Die Preise hingegen sind knallhart kalkuliert. Verwürfe müssen die Apotheken einkalkulieren – und bei einigen Wirkstoffen sind Reste gar nicht vorgesehen. Ohne Reste zu arbeiten, ist aus Sicht von Dr. Stephan Stadler nicht möglich, da viele Ausgangsstoffe nur kurz haltbar sind. Er geht davon aus, dass die Krankenkassen die Apotheker mit Retaxationen bedrohen und so dazu drängen, auch verfallene Ausgangsstoffe zu verarbeiten.
Auch Dr. Karsten Flau kann mit den Vorgaben der Krankenkassen nicht mehr arbeiten. Einen schwer inkontinenten Patienten mit einer Pauschale von rund 15 Euro netto zu versorgen, wie es die Knappschaft und die Techniker Krankenkassen wünschen, sei unmöglich, sagt er. Flau hat deshalb beschlossen, den Verträgen nicht mehr beizutreten und seinen Kunden stattdessen Sonderpreise auf Inkontinenzprodukte zu machen. Aufstand gegen die Drückerverträge also – mit dem schlechten Gefühl, dass die Kasse damit endgültig am Ziel ist.
Auf dem Bewertungsportal Jameda werden unzufriedene Kunden gegenüber Apothekenmitarbeitern teils sehr persönlich. Es geht aber auch anders: Die Erfurter Beethoven-Apotheke und die Augsburger Spitzweg-Apotheke wurden von Kunden online in den höchsten Tönen gelobt. Die Inhaber setzen auf intensive Beratung und zuvorkommendes Personal. Im Netz weniger beliebte Kollegen müssen sich aber auch nicht mehr alles gefallen lassen: Der BGH hat entschieden, dass Portalbetreiber von den Schmähkritikern Beweise einfordern müssen, wenn der Bewertete eine Fake-Bewertung vermutet.
Was war noch wichtig im Markt: Mylan will Meda kaufen, doch in Deutschland ist der schwedische Hersteller deutlich größer. Die Frage lautet: Wer frisst wen? Die Noweda dagegen wächst weiter und hat eine neue Dependance in Böblingen eröffnet. Nicht so gut auf den Großhandel allgemein zu sprechen ist die Firma Boehringer. Der Konzern moniert, mehr Jardiance in den Handel gegeben zu haben, als bei den Patienten ankommt; Lieferengpässe der etwas anderen Art. Lieferengpässe bei Laif werden für Bayer zum Krisenszenario: In den ersten beiden Monaten sind die Abverkäufe um die Hälfte eingebrochen, die Konkurrenten sind auf der Pirsch und stellen dem Platzhirsch nach.

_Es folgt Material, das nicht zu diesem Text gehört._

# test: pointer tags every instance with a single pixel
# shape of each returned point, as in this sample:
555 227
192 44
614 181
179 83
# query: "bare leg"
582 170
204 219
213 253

Was in der nächsten Woche wichtig wird: Schon am Montag trifft sich die Schiedsstelle in Sachen Retaxationen. Der Vorsitzende Dr. Rainer Hess hat einen Vorschlag in der Tasche und will am liebsten eine einvernehmliche Lösung. Das wird erfahrungsgemäß schwierig. Mitte der Woche sollte das Anti-Korruptionsgesetz verabschiedet werden. Karl Lauterbach hat den Kompromiss zwar noch einmal angegriffen, wurde unionsseitig von Maria Michalk aber gleich abgebügelt: Entweder wie besprochen, oder gar nicht. Klare Ansage. Die Union will in der kommenden Woche auch über den Sinn und Unsinn von Zytostatika-Ausschreibungen beraten. Und die Ergebnisse des Pharmadialogs werden präsentiert. Also: Schön ausschlafen am Wochenende!